I have two clusters - 1. Cloudera Hadoop- Spark jobs run here 2. Cloud - Cassandra cluster, multiple DC
While writing a dataframe from my spark job to a cassandra cluster, I am doing a repartition (repartionCount=10) in spark before writing. See below:
import org.apache.spark.sql.cassandra._
records.repartition(repartitionCount).write.cassandraFormat(table, keySpace)
.mode(SaveMode.Append)
.options(options)
.option(CassandraConnectorConf.LocalDCParam.name, cassandraDC.name)
.option(CassandraConnectorConf.ConnectionHostParam.name, cassandraDC.hosts)
.save()
In my multi tenant spark cluster, for a spark batch load with 20M records, and below configs, I see lot of task failures, resource preemption and on the fly failures.
spark.cassandra.output.batch.grouping.buffer.size=1000
spark.cassandra.output.batch.grouping.key=partition
spark.cassandra.output.concurrent.writes=20
spark.cassandra.connection.compression=LZ4
How should I tune this?
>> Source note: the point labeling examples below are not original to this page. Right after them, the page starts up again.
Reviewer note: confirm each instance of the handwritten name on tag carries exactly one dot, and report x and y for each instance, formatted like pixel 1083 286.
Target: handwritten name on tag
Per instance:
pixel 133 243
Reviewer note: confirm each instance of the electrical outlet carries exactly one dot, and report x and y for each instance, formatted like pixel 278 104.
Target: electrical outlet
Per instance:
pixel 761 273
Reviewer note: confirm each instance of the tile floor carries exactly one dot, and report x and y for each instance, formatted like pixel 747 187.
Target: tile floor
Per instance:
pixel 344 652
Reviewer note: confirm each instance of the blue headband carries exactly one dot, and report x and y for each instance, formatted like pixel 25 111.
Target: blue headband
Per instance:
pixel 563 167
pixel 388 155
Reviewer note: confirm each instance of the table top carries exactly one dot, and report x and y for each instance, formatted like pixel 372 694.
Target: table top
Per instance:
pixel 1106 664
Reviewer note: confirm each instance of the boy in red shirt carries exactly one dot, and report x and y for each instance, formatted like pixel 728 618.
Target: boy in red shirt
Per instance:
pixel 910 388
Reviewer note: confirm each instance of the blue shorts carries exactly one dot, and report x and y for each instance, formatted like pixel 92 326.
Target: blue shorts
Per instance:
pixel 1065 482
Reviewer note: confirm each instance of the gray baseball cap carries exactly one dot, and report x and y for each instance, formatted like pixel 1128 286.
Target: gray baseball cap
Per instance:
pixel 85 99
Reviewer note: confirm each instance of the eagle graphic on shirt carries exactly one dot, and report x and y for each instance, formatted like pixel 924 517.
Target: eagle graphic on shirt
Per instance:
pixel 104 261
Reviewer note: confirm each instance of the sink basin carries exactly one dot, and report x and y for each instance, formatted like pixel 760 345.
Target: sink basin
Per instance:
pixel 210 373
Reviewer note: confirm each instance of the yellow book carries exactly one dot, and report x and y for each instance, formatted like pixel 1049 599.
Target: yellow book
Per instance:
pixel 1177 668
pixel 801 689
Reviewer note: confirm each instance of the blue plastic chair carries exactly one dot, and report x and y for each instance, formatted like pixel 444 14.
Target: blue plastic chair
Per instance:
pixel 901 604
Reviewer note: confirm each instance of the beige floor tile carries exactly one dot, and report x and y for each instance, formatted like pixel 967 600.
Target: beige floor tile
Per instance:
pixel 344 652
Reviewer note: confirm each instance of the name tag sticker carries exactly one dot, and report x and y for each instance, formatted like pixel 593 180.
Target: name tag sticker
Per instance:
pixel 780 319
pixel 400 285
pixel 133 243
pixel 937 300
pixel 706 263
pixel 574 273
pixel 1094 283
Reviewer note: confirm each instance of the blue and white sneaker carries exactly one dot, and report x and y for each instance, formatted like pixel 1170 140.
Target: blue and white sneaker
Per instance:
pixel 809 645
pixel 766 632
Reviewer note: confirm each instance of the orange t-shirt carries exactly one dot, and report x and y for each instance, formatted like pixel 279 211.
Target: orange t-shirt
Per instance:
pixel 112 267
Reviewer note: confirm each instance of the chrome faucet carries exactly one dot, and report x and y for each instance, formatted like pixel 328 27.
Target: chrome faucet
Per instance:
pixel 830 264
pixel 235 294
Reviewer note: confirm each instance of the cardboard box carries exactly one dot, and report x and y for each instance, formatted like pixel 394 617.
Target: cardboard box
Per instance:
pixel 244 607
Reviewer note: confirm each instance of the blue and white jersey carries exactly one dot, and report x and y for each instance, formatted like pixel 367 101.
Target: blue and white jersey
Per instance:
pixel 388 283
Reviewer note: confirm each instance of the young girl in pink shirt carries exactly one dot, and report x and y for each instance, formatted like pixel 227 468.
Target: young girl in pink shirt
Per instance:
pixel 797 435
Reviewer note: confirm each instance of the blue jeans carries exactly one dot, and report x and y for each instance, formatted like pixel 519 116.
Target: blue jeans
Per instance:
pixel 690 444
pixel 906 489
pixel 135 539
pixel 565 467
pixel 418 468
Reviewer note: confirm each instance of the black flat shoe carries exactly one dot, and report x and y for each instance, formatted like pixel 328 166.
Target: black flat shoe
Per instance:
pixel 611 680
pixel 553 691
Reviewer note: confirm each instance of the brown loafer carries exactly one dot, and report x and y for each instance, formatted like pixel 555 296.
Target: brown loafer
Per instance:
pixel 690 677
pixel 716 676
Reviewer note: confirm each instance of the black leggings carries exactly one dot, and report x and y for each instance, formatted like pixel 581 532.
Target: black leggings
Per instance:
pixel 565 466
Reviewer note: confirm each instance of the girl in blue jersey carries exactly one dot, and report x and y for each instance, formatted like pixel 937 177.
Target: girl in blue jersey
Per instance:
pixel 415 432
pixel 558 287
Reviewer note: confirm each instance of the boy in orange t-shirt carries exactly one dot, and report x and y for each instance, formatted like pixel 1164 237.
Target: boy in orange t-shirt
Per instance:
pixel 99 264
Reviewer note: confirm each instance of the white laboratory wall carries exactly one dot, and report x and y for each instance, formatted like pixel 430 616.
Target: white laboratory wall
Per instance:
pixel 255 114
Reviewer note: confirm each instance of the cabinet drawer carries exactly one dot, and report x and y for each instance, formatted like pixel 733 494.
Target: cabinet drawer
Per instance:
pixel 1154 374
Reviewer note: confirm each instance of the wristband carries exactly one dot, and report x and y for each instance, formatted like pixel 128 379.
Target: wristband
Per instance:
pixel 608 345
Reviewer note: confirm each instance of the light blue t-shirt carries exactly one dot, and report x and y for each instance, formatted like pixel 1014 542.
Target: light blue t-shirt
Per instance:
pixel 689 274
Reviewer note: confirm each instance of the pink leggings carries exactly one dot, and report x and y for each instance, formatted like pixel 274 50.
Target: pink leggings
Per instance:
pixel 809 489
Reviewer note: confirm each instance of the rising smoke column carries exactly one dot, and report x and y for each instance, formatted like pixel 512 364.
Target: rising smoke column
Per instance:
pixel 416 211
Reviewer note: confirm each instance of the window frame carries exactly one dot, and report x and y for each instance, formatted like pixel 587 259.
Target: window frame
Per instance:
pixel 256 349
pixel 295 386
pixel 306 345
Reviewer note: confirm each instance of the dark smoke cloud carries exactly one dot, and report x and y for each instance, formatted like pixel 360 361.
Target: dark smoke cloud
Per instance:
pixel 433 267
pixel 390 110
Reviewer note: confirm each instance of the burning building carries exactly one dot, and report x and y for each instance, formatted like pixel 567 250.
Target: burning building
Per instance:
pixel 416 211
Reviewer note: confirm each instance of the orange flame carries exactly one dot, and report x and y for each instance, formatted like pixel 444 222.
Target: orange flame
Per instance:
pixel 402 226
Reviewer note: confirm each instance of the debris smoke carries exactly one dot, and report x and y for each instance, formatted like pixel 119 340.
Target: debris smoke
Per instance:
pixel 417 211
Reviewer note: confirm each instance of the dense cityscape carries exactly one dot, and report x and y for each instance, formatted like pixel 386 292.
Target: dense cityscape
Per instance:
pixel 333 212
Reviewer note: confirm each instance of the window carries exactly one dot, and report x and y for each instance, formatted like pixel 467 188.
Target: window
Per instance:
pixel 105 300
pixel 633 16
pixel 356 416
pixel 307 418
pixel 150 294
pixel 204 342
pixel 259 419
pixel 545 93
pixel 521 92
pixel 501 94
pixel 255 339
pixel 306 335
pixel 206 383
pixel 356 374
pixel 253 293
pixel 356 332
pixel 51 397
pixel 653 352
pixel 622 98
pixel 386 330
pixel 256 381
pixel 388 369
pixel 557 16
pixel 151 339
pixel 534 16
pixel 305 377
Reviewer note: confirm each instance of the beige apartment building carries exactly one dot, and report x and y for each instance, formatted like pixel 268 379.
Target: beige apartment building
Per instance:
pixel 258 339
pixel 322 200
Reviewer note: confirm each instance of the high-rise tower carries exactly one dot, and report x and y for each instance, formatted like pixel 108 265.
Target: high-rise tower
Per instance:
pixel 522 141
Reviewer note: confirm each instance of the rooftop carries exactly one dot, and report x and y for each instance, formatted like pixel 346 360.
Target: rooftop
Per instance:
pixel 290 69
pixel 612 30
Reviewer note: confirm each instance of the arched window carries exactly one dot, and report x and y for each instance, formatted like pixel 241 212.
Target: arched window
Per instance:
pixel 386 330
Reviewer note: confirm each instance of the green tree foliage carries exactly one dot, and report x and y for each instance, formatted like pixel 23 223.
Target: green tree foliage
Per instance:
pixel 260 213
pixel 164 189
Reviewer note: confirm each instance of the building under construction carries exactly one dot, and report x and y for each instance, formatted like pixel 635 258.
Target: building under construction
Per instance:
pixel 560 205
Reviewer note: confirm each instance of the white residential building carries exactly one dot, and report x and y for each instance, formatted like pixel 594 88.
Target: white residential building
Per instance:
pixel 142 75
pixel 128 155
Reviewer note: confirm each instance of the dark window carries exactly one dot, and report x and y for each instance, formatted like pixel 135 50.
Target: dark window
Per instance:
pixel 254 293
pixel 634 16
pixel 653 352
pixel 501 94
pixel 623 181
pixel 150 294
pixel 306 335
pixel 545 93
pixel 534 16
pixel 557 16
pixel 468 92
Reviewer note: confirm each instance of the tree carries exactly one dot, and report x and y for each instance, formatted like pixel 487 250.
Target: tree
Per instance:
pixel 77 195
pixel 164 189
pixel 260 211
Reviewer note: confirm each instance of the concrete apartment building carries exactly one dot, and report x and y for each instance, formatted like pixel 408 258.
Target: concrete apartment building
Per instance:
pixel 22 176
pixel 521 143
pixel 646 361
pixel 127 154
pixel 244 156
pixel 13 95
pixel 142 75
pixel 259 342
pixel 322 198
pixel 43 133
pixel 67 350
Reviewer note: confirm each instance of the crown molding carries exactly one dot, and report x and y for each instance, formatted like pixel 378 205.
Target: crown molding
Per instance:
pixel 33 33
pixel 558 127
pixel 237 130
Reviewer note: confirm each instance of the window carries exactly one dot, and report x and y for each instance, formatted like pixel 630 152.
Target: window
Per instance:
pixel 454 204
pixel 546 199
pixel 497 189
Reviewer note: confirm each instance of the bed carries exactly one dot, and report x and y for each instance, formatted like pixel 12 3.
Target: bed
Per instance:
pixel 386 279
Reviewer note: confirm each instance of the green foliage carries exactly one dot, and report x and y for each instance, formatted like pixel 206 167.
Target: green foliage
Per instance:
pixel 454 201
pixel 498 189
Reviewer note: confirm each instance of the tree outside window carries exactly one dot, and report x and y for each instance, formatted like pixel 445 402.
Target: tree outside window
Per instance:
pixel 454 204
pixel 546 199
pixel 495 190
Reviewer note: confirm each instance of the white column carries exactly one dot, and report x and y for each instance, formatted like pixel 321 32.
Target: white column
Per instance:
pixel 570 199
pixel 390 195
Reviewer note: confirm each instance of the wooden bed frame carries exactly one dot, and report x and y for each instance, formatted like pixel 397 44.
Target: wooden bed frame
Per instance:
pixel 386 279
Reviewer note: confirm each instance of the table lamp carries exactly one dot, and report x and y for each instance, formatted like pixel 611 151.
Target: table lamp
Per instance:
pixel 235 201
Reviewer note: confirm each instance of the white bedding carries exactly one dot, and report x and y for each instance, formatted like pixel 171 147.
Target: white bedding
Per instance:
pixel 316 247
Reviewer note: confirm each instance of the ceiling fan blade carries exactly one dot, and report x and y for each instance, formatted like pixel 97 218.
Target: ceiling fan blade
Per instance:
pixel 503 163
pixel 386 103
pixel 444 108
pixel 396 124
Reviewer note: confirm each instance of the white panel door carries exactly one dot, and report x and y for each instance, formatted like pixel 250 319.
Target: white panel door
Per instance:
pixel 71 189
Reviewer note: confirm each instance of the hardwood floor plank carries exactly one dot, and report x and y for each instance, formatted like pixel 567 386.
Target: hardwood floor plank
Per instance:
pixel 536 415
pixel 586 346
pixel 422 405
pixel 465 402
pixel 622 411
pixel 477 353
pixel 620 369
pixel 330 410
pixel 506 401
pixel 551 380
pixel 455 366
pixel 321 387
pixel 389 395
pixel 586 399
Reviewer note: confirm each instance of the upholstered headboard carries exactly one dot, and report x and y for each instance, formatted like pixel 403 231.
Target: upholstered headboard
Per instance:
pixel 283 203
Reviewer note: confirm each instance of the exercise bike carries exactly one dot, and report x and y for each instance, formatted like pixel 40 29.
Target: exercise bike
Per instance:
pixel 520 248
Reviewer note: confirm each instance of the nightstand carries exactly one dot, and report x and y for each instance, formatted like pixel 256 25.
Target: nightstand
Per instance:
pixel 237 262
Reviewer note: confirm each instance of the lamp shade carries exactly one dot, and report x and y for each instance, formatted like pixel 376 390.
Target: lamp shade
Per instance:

Is the repartition to blame?
PS: My understanding in the beginning was: For a load with 20M rows, the "repartition" should distribute load evenly over executors (partition with 2M rows each), and batching will be done on these partition level (on 2M rows). But now, I am doubting is this causing unnecessary shuffle, if the spark-cassandra-connector is doing batching on whole dataframe level (whole 20M rows).
UPDATE: Removing the "repartition" brought down the performance a lot on my cloudera spark cluster (default partitions set at spark level is - spark.sql.shuffle.partitions: 200
), so i dug a bit deeper and found my initial understanding was correct. Please note my spark and cassandra clusters are different. Datastax spark-cassandra-connector opens one connection per partition with a cassandra coordinator node, so I have decided to let it be the same. As Alex suggested, I have reduced the concurrent writes, I believe that should help.
You don't need to do repartition in Spark - just write data from Spark to Cassandra, don't try to change Spark Cassandra Connector defaults - they are work fine in the most situations. You need to look what kind of stage failures happening - most probably you're simply overloading Cassandra because of spark.cassandra.output.concurrent.writes=20
(use default value (5
)) - sometimes having less writers help to write data faster as you don't overload Cassandra, and jobs aren't restarted.
P.S. partition
in the spark.cassandra.output.batch.grouping.key
- it's not a Spark partition, it's Cassandra partition that depends on the value of partition key column.